Trouble at t'microbiology blog
At the same time that this blog is becoming more popular, MicrobiologyBytes continues its steady long term decline, nearing the level where it no longer seems to justify the time I spend on it. It's not clear to me why this is. Sure it's summer, and there are a lot more microbiology blogs around now than when I started MicrobiologyBytes, but why do the two blogs have such different trajectories? I know I feel differently about them. After nearly 10 years of microbiology blogging, it's become a slog. I also have much more vested personally in this site, and I'm pretty sure my Marmite personality both attracts and repels readers here. That has never been what MicrobiologyBytes is about. So what should I do?
 
I don't want to stop blogging about microbiology, largely because I blog as much for myself as for others - it's my personal development, thinking out loud. Everything I publish is under a Creative Commons licence and I don't make any money from blogging. But MicrobiologyBytes is still useful to me as an online notebook and archive, for example, it's a quick way to dredge up what I've learned and forgotten about adenoviruses.

Where does curation fit in? What about all my satellite sites on Facebook, Twitter, Google+, Tumblr? Does the dead weight of all those publication channels drag me down? My following on all the social satellite sites has more than doubled over the last year while pageviews on the blog itself have halved. What does this tell me? Search traffic accounts for 50% of pageviews on MicrobiologyBytes, referral traffic 30%, so branding on these other sites is important.

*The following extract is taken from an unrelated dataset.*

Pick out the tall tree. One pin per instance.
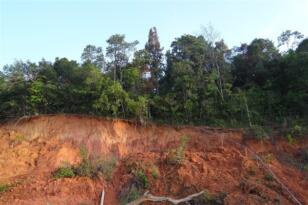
(289, 39)
(94, 55)
(155, 58)
(118, 52)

What the heck is a blog anyway?
David Kernohan recently published a helpful reflection on three classes of OER:
Three strands of open education. On a scale of decreasing plausibility (1 = evidence based, 3 = fantasy), OERs are:
  1. Reusable Learning Objects - reuse and recycle
  2. Commons - supply side sharing
  3. Disruption - education revolution
For this blog the future definitely seems to be if it ain't broke don't fix it. But for MicrobiologyBytes the answer looks much more like back to basics. My most popular MicrobiologyBytes "blog posts" are now five years old. Clearly, these are not just blog posts, they are reusable learning objects. The are not really "news", they are "content". Jacob Nielsen's latest post Website reading: it sometimes (does) happen has some interesting data on this, stressing the importance of nanocontent navigation. Although users generally scan rather than read web pages, short, pithy subheadings can help users engage with arguments presented in long form writing. I want to experiment more with these ideas, such as putting the take home message in the first paragraph rather than saving it for a final denouement. Did the subheadings in this post help you navigate it?


Back to basics?
Producing high quality, long-lived RLOs instinctively feels like the route forward for MicrobiologyBytes. If I ask myself What do I want MicrobiologyBytes to be?, I don't particularly want it to be a MOOC - too much like the day job. I suppose my ideal role model is, as so often, Ed Yong. It might be argued that my lack of daily involvement with microbiology research distances me from the topic I am writing about and the community I am writing for. I would argue that 30 years of microbiology and science communication knowledge more than counteracts that. And not being an active researcher has not hurt Ed Yong. It's more about the quality and clarity of the writing and the breadth of vision than the ability to stand at the lab bench. To make time for that quality of writing I plan to reduce my curation of other content on social sites. What I mean by this is that I intend to share links via Twitter, Facebook and Google+, but satellite curation sites such as Tumblr will go.

But there is an alternative possibility, to join a blogging consortium to inspire me and renew my passion for microbiology. Either way, I can't see any way I'm going to stop blogging, it's too much a part of me now. Or maybe every blog has its day?

Please forgive all the navel gazing in this post. But that's why I blog.